そして、生放送を迎え早速話題は石川の集団失踪の話題になり、予めスマートフォンにインストールしたアプリのYahoo!のニュース記事でなどを見て発言できそうな内容を伝え、最期の仕事を終えた後に福岡の家に帰ってきた鬼塚は明日の仕事を考え帰ってきたと同時に風呂に入り、パジャマに着替え、寝ることにした。
翌日2月23日の夜中2時を回ったぐらいの頃だった。
玄関のドアを叩く音で目が覚めた。
「うん、こんな時間に何だ?まあ、悪戯かなんかだろ。」
鬼塚は玄関に向かうことなくそのまま眠り始めるとドアのノック音は激しくなった。
「ドン、ドン、ドン、ドン!」
あまりにもドアのノック音が激しくなるので、鬼塚は思わず「福冨克哉が俺を虹の松原で自滅させたいために俺に嫌がらせをしているのだとしたら、俺は福冨克哉の目論見通りには俺は陥ったりしない!俺のほうが強いんだぞ!!」
強く意気込み、運動不足を解消するためのバットを持った状態で、玄関のドアを勢いよく開け始めた。
「福冨克哉め!俺はそんなことで屈したりしない!さあかかってこおい!バットで撃退させてやる!撃退させて焦熱地獄にでも突き落としてやる!!」
鬼塚が持っていたバットを勢い良く振り始めると、あっけなくバットは握られて制止された。

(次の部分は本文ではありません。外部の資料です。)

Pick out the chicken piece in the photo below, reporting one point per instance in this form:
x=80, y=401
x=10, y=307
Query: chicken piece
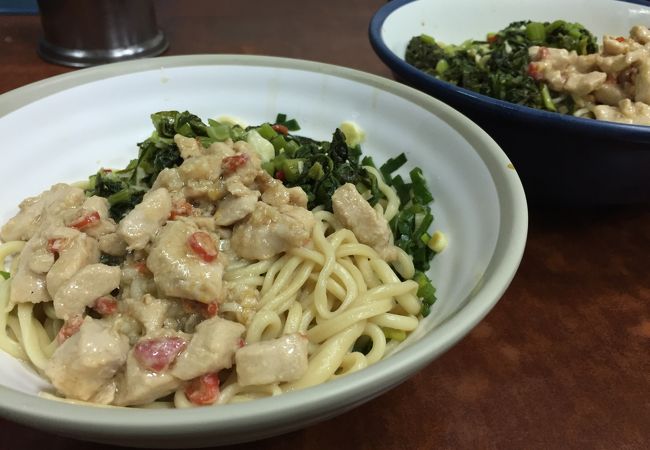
x=139, y=384
x=143, y=221
x=233, y=208
x=85, y=363
x=112, y=244
x=211, y=349
x=609, y=94
x=201, y=177
x=275, y=193
x=106, y=224
x=642, y=82
x=26, y=284
x=84, y=287
x=582, y=84
x=274, y=361
x=370, y=228
x=41, y=211
x=189, y=147
x=269, y=231
x=151, y=312
x=77, y=250
x=245, y=165
x=170, y=179
x=185, y=262
x=640, y=34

「鬼塚さん、お寝ぼけはやめよう。福冨克哉の怨霊じゃない、黒縁の眼鏡をして分かりにくいと思うけど俺だよ、饗庭星弥だ。」
饗庭の一声にハッとなって前を見ると、そこには眼鏡姿の饗庭がいた。
鬼塚が思わず声をかけた。
「一体どうしてこんな時間に来た?」
鬼塚の問いに「インターホンを鳴らしたけど出ず、電話も出ず、近所迷惑であることを無論分かったうえでドアをノックするしかなかった。これを渡したかった。」
饗庭がそう語ると、あの俺と饗庭と支倉の3人で発掘した金庫と8mmフィルムの映像を見ることが出来る映写機を持ってきた。

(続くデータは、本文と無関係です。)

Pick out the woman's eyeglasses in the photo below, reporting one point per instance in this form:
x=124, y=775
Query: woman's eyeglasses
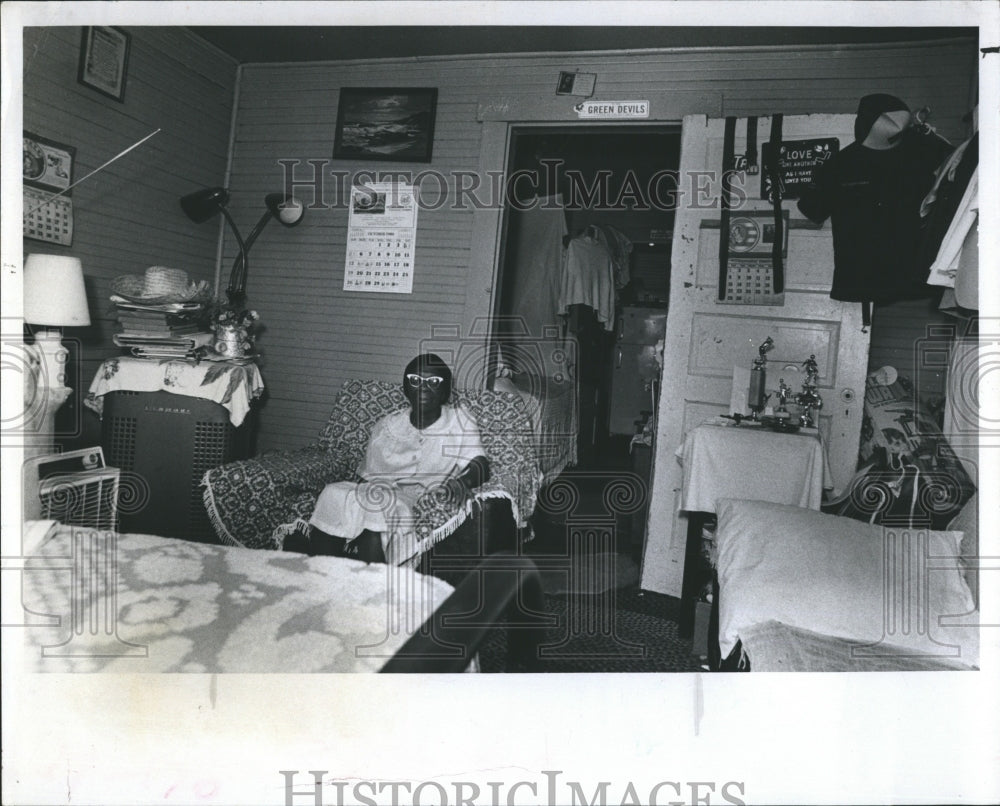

「俺は暫く石川にいることになると思う。支倉と二人で映像の真偽を確かめてほしい。今から石川へと夜通しで移動してお昼ごろには到着する予定だ。」と語ると「行方不明になった大学生たちは未だ見つかっていない。餓死の可能性は低いだろうが栄養失調になっている可能性もあるため、一刻も早く見つけ出さなければいけない。また何かあれば連絡をしてほしい。いつでも親身になって相談に乗ってあげる。」と話すと、鬼塚は「大変だと思うけど、俺は饗庭君のことを応援している。」と語り、饗庭は「ありがとう。」と話した後、アパートの下に止めてあったQ3から金庫と映写機を取り出すと、家の中に二人がかりで入れ始めた。
最期に饗庭は「宜しくね。」と話した後、鬼塚は饗庭が運転するQ3が遠くなるまでを手を振って見届けた。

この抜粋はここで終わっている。